GDPR: Prevent saving data from crawled web mentions #168

yatil · 2018-05-06T09:03:43Z

When services like Brid.gy get webmentions from silos, the users there have no idea that their comments or likes, along with their name and profile picture, are shown on the article site. This is problematic for privacy reasons.

In the spirit of GDPR and avoiding collecting and storing data in the first place, we should anonymize the data before it is stored in the database. Once the webmention is verified and comes from bridgy, it should result in a comment like “Someone liked this on twitter.com” with no identifiable information of the person who liked it.

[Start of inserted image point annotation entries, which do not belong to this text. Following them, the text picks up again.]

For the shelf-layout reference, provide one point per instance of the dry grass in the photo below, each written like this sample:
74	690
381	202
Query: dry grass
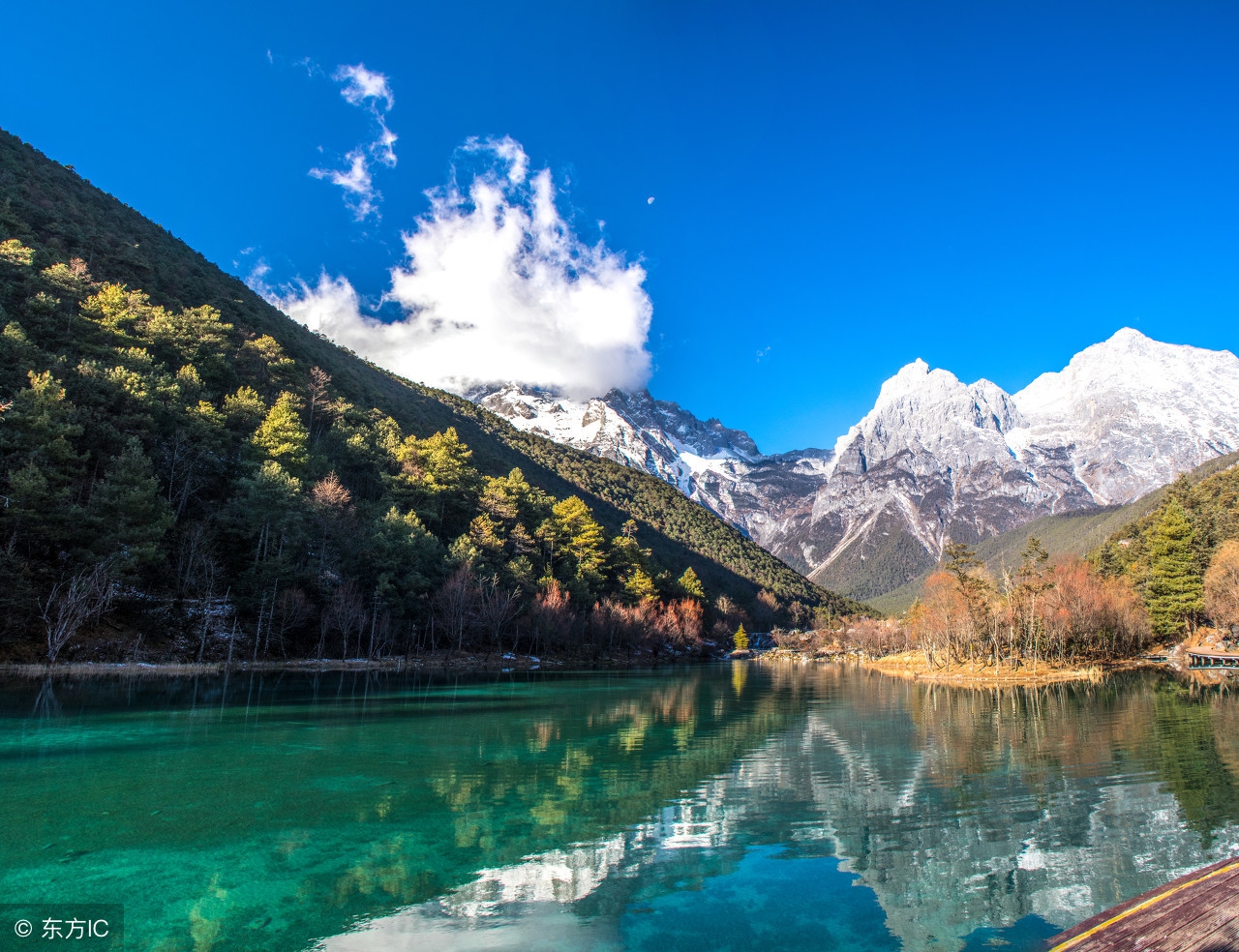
915	667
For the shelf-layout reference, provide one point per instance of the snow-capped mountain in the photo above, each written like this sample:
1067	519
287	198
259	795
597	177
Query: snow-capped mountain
934	460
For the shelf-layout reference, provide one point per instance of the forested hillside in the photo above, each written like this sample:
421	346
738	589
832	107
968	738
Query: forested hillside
1182	554
1074	534
185	464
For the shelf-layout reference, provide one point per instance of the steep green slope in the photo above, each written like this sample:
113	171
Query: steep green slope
136	386
1062	534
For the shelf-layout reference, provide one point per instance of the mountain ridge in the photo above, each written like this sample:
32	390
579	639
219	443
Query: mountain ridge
934	457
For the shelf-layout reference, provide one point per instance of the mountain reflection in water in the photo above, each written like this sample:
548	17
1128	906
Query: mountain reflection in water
726	807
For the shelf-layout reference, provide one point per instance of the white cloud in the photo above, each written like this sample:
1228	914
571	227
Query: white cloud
356	181
364	88
372	92
496	288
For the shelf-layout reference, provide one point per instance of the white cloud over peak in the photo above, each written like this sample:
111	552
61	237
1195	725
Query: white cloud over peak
372	92
496	288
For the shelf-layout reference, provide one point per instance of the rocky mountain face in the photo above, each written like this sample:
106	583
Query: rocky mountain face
934	460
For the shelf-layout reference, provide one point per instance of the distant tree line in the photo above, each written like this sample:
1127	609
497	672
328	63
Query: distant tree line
1162	576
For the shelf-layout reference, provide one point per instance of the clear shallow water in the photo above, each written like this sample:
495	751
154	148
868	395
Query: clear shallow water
729	807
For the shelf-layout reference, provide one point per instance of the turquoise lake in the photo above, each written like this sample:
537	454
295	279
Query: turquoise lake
722	807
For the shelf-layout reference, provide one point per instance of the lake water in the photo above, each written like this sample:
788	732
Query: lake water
724	807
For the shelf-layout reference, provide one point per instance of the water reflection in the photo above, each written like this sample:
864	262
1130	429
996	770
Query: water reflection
976	818
712	809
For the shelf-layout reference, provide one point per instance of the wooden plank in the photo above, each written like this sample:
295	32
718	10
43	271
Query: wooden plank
1190	912
1178	911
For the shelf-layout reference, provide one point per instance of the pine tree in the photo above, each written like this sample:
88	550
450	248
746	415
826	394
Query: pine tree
640	587
1176	589
690	585
128	515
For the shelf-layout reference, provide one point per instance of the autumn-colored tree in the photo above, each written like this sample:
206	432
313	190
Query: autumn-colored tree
1222	584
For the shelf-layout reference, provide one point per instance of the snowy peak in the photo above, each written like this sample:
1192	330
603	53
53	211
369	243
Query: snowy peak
923	412
934	459
1133	412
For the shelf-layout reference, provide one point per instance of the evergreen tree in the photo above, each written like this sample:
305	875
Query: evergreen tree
640	587
282	434
1175	592
690	585
127	517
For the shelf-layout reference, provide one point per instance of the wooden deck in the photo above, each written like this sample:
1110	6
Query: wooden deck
1200	658
1197	912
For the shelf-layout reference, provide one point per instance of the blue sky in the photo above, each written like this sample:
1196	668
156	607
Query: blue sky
839	187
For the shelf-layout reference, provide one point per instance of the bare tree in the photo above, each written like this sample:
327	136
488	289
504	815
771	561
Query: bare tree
455	603
72	603
348	615
317	388
496	608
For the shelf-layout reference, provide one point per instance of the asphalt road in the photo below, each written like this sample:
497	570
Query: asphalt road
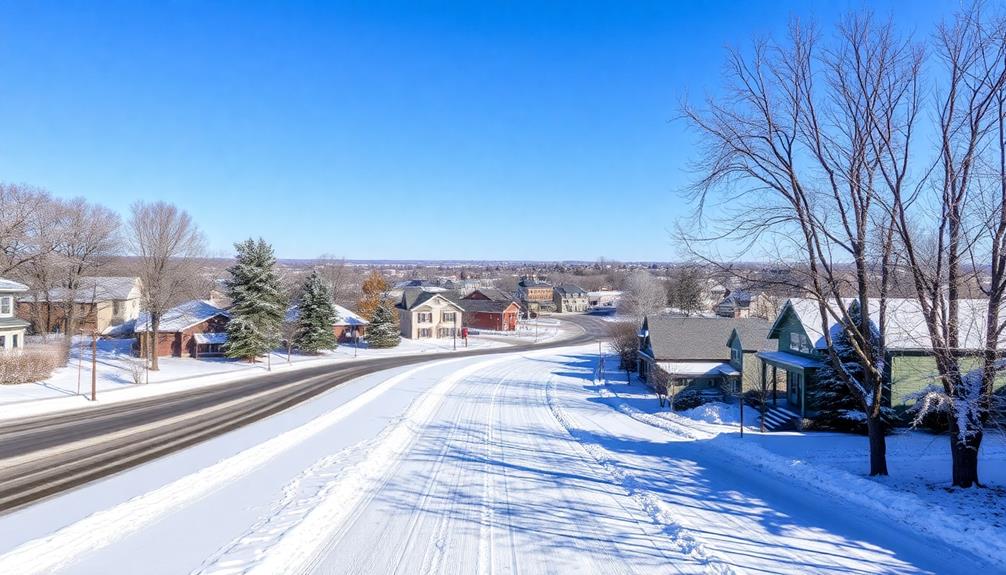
41	456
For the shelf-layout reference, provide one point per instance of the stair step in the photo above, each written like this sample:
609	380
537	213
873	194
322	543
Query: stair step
786	411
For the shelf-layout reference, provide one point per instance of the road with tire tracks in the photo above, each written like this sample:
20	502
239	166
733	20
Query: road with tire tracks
44	455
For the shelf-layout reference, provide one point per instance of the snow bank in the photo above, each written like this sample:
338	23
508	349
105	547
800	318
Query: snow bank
976	537
46	554
292	537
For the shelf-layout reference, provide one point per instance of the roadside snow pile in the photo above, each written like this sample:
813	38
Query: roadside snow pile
713	412
975	536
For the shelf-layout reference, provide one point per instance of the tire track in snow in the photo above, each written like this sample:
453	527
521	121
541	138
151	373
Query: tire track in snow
58	549
299	547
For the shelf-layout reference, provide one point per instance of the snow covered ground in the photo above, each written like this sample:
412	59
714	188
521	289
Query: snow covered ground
519	462
69	386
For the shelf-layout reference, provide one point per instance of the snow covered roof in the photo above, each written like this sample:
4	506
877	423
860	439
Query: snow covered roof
11	285
696	369
905	324
691	339
211	338
97	289
184	316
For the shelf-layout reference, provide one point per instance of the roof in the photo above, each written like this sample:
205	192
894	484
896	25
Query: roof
697	369
97	289
487	306
347	318
494	294
905	325
413	297
570	290
184	316
11	285
532	283
211	338
673	338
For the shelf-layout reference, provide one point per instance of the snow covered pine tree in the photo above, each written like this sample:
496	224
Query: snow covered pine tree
838	408
314	325
259	304
383	330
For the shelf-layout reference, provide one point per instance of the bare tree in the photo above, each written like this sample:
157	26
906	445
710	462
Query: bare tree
166	243
24	214
625	343
642	295
88	235
953	223
792	165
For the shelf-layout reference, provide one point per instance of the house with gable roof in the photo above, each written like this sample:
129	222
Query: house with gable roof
194	329
426	315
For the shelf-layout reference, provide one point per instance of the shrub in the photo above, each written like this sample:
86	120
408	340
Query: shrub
31	364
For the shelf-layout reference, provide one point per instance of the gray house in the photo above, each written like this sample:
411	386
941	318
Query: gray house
569	298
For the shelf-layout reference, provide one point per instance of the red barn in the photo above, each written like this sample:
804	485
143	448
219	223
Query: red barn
490	315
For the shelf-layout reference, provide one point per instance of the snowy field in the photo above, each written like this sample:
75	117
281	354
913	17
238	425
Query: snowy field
517	463
69	386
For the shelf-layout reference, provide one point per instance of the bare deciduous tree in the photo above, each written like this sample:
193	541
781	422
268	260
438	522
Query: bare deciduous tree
166	243
642	295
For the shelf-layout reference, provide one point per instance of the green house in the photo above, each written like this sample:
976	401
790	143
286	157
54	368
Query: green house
714	354
909	367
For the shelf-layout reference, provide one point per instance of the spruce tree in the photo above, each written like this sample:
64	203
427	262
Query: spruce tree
258	306
837	408
314	324
383	329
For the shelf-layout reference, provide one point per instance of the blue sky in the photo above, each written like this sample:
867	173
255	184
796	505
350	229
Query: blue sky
495	131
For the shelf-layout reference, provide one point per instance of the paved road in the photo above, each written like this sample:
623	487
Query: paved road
40	456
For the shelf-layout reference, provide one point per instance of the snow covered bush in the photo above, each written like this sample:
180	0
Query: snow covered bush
30	365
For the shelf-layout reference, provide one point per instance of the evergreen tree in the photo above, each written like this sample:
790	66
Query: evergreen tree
837	407
258	306
383	331
316	316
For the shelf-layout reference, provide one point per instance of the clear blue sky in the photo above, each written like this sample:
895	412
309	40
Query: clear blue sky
509	131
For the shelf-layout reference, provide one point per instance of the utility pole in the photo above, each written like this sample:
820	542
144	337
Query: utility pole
94	366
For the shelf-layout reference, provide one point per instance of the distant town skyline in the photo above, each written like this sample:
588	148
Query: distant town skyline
391	131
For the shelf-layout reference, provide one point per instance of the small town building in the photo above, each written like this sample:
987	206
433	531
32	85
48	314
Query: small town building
427	315
569	298
349	327
102	304
715	354
194	329
485	314
535	296
603	301
12	329
801	350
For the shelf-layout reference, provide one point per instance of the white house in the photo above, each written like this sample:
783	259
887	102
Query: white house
11	328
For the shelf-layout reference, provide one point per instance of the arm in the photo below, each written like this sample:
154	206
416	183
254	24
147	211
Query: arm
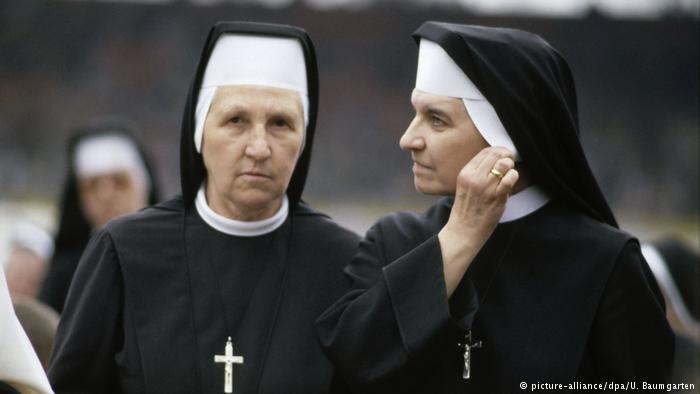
398	308
631	339
89	332
394	311
480	199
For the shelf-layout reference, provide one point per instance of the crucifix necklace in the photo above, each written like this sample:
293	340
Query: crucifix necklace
468	346
228	359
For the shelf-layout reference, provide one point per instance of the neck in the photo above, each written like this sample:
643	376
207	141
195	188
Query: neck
229	209
523	180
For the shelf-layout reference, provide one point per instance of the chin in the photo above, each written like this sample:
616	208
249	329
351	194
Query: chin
432	189
257	199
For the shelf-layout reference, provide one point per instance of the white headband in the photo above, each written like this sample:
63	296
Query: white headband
438	74
102	154
34	238
239	59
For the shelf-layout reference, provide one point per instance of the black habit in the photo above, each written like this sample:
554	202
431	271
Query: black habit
557	296
73	227
157	293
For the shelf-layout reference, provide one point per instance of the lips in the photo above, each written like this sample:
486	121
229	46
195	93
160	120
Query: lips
420	166
255	175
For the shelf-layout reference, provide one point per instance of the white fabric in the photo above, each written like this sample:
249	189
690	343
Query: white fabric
524	203
33	238
236	227
107	153
19	365
239	59
438	74
663	276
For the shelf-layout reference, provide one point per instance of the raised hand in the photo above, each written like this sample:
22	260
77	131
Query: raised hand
483	186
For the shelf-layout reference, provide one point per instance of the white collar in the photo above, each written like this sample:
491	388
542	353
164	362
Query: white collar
524	203
237	227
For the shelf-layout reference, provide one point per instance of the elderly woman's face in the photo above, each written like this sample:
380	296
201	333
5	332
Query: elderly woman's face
106	196
442	139
251	143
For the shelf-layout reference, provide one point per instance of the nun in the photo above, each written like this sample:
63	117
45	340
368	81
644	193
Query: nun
217	290
518	277
21	371
109	175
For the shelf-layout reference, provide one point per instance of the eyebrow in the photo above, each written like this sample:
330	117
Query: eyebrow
439	113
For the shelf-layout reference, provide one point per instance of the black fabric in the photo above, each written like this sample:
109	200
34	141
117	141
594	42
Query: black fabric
158	292
148	312
555	297
684	266
7	389
532	90
73	227
192	169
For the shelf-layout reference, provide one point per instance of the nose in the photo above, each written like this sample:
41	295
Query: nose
412	139
105	188
258	149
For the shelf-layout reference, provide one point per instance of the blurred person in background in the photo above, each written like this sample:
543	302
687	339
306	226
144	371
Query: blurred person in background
217	290
109	175
20	368
39	321
677	269
31	248
520	274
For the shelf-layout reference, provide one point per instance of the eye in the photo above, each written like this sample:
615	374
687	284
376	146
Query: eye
121	180
281	123
437	122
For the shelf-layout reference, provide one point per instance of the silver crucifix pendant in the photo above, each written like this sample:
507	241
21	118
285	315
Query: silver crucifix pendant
467	346
228	359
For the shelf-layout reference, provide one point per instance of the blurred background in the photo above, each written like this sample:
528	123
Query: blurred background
65	63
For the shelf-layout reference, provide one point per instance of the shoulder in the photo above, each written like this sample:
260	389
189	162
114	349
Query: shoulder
564	225
159	219
411	227
310	221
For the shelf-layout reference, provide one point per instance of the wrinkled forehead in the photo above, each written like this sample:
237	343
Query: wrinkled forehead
256	98
422	101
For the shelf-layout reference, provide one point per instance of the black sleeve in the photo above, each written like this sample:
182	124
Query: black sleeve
630	338
89	332
59	276
395	310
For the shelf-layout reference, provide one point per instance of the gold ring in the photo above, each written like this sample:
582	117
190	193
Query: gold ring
496	173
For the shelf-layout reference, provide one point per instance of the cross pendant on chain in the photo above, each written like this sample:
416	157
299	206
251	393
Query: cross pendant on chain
468	346
228	359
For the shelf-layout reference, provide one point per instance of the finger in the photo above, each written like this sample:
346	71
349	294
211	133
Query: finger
475	162
492	155
500	168
507	183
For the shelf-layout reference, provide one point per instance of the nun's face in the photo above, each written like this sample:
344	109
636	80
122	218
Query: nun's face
442	139
251	143
106	196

pfefferle · 2018-05-06T09:37:42Z

Sure, but we shouldn't limit it to bird.gy. A general way to handle this, would be to check if the referrer is a different domain as the source URL. If so, it should be anonymized.

pfefferle · 2018-05-06T09:38:31Z

I haven't implemented something like that, because I am not sure if it is better to disable brid.gy completely.

yatil · 2018-05-06T09:41:08Z

I agree for not limiting it to brid.gy – I would totally like to keep the functionality of knowing that a blog post got traction without knowing exactly who it is, but it might just be overhead. Another idea would be to add something to the Webmention spec that allows the mention to specify the level of data that you are allowed to save about the Webmention. I tried (badly) to summarize my thoughts here: w3c/webmention#96

pfefferle · 2018-05-06T09:45:02Z

Sure, but the problem is, that the spec says nearly nothing about the parsing/handling of the Webmention at all. The whole microformats part is discussed under the umbrella of the IndieWeb community.

pfefferle · 2018-05-06T09:48:23Z

That's why I splitted the functionality into two plugins. If you are using only the Webmention plugin (which implements simply the webmention spec), you get exactly what you expect: "This Article was mentioned on twitter.com". The Semantic-Linkbacks plugin tries to make it human-readable following the IndieWeb principles.

yatil · 2018-05-06T09:59:35Z

Ah, that makes sense!

pfefferle · 2018-05-06T10:00:50Z

Perhaps we should also rethink bird.gy. Why should I, as a site owner, register at bird.gy to get likes to my tweets. Why not build a service where twitter users can register to send pings to sites, they like or tweet? Something like flattr tried some years ago https://blog.flattr.com/2013/04/twitter-is-forcing-us-to-drop-users-ability-to-flattr-creators-by-favoriting-their-tweets/

pfefferle · 2018-05-06T10:06:16Z

@yatil but if you deactivate the Semantic Linkbacks plugin the "classic Webmentions" are also looking like that: "This Article was mention on yatil.de"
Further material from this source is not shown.